You should give careful thought to how much mileage your insurance needs to cover. Higher mileage always leads to higher premiums, so using an inflated estimate of how much you drive in an average year will end up costing you money on your insurance. This is not to imply that you should lowball your estimate or intentionally understate it; inaccurate mileage estimates may lead to higher claims costs or even get your claims denied.
Estimating your mileage is harder than you might think. Take a few moments to log your mileage over time and develop an accurate picture of how much you really drive in a given year. An estimate based on past data is generally the most accurate figure you can give.
2) Valuing Your Car
Accuracy counts when it comes to the value of your vehicle, too. If you over-estimate your car’s value, you’ll end up with an unnecessarily high premium according to https://www.moneyexpert.com/car-insurance/. This value will play a key role if your car is damaged beyond repair or stolen; estimated value will determine how much your insurer has to pay you in situations like this. A higher value translates into more risk for the insurer, so your premiums have to rise. (Insurers also expect more claims from owners with high-value cars.)
If you have no idea where to begin with estimating your car’s value, Parkers is an excellent place to start. Their estimates (available for cars manufactured after 1999) are free. Auto Trader also provides fast estimates, though theirs require paying a small fee.
The risk of theft is a major factor in setting your insurance premium, so every step you can take to reduce that risk will translate into lower costs. Parking your car in a garage makes it more secure – even parking in a driveway is safer than parking on the street, and should, therefore, be reported to your insurer. Effective security equipment, such as an alarm, a tracker, and/or an immobilizer, can also reduce your insurance premium when you install them on your vehicle.
You need to pay careful attention when describing how you use your car on insurance forms. Premiums for commercial vehicles – or private vehicles used for business purposes – tend to be higher than those for cars used for private purposes such as commuting. Be truthful about how you use your car.
5) Multiple Car Usage
If you own more than one vehicle and use multiple cars to meet your transportation needs, be sure your insurer understands this. The premium for each car can be reduced if it is not a full-time vehicle.
6) Buying The Right Car
A lot of owners tend to overlook insurance considerations when buying a new car. If you hold your future premiums firmly in mind when shopping for a new vehicle, you can end up saving yourself significant amounts of money. As a general rule of thumb, insurance premiums go up based on the cost and engine size of a new car.

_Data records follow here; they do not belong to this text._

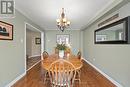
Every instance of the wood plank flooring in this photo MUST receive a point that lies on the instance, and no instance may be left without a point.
(33, 60)
(89, 78)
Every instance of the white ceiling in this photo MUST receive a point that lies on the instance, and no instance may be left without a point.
(45, 12)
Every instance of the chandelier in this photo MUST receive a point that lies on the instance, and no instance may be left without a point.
(62, 22)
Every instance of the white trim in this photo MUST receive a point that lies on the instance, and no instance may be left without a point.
(15, 80)
(34, 65)
(26, 23)
(104, 74)
(101, 12)
(34, 56)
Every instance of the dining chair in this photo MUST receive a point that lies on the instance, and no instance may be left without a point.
(45, 55)
(45, 72)
(78, 71)
(62, 73)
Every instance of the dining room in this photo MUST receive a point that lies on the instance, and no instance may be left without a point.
(64, 43)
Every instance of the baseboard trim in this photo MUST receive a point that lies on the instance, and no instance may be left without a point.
(34, 65)
(34, 56)
(15, 80)
(105, 75)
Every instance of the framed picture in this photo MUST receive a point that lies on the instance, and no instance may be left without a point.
(63, 38)
(6, 31)
(101, 37)
(37, 40)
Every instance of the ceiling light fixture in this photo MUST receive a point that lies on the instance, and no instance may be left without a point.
(62, 22)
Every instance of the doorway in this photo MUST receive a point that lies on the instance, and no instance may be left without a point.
(33, 47)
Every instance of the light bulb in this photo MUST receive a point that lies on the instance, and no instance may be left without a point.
(58, 20)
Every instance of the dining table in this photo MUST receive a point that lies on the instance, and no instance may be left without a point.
(46, 63)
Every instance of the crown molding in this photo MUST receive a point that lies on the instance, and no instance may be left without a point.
(103, 11)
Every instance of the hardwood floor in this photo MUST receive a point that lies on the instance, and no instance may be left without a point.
(89, 78)
(33, 60)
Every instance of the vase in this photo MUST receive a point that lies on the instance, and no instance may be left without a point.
(61, 53)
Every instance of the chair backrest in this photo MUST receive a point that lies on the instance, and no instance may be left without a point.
(79, 55)
(45, 55)
(62, 73)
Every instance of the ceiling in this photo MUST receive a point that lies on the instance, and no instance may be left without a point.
(45, 12)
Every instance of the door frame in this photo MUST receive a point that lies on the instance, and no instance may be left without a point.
(42, 42)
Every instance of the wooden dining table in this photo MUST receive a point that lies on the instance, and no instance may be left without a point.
(46, 63)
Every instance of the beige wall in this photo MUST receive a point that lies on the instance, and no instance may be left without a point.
(50, 39)
(32, 49)
(12, 53)
(112, 59)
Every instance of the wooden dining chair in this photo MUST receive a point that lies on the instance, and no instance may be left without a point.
(45, 72)
(45, 55)
(62, 73)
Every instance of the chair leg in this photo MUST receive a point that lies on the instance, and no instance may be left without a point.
(78, 75)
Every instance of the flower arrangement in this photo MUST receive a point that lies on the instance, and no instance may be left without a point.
(61, 46)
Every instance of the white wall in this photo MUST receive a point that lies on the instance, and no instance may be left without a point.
(50, 39)
(12, 53)
(113, 59)
(32, 49)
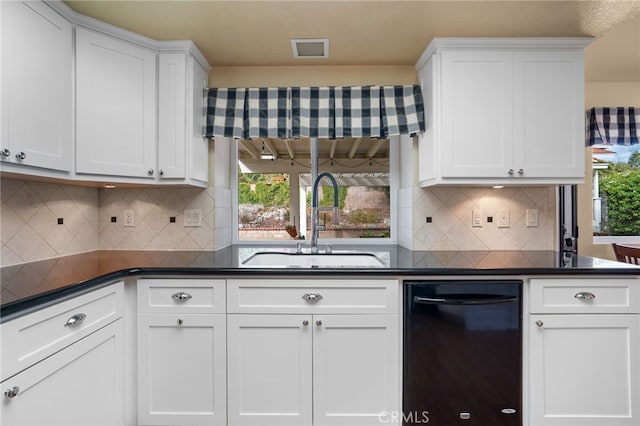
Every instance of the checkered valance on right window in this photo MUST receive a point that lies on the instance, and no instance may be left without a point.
(323, 112)
(613, 126)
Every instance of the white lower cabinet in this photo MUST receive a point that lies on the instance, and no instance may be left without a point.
(78, 386)
(312, 369)
(181, 352)
(269, 370)
(355, 369)
(181, 369)
(583, 364)
(308, 366)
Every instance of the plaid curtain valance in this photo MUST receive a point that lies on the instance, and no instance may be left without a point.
(613, 126)
(323, 112)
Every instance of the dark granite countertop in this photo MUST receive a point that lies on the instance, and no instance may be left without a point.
(29, 286)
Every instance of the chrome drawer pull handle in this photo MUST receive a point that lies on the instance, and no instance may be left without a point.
(12, 392)
(585, 295)
(181, 296)
(312, 297)
(75, 320)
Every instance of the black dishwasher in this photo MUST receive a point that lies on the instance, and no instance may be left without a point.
(462, 353)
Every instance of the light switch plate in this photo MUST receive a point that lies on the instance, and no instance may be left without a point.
(476, 218)
(503, 218)
(532, 218)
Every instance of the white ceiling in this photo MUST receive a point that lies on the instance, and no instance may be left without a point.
(370, 32)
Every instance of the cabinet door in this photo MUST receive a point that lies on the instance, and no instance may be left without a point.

You may find it useful to check with insurers about how much a new vehicle will cost to insure before you make any final buying decisions. A good insurer can steer you away from those vehicles (e.g. sports cars) that are unusually expensive to insure.
Most post-sale car modifications will end up significantly increasing your insurance costs. These include installing bigger engines, adding spoilers, or fitting alloy wheels. Especially extreme modifications may even void your existing insurance policy. If at all possible, keep your car as close to factory condition as possible.
8) Deductible Tinkering
One of the most dramatic ways to lower your insurance premium is to accept a larger deductible. This will oblige you to pay more out of your own pocket when you make a claim, but it can cut your insurance costs significantly. Higher deductibles reduce the amount of risk offered to the insurer, allowing them to cut your costs. Just exercise common sense and make sure you don’t stick yourself with unfeasibly high costs in the event of an accident.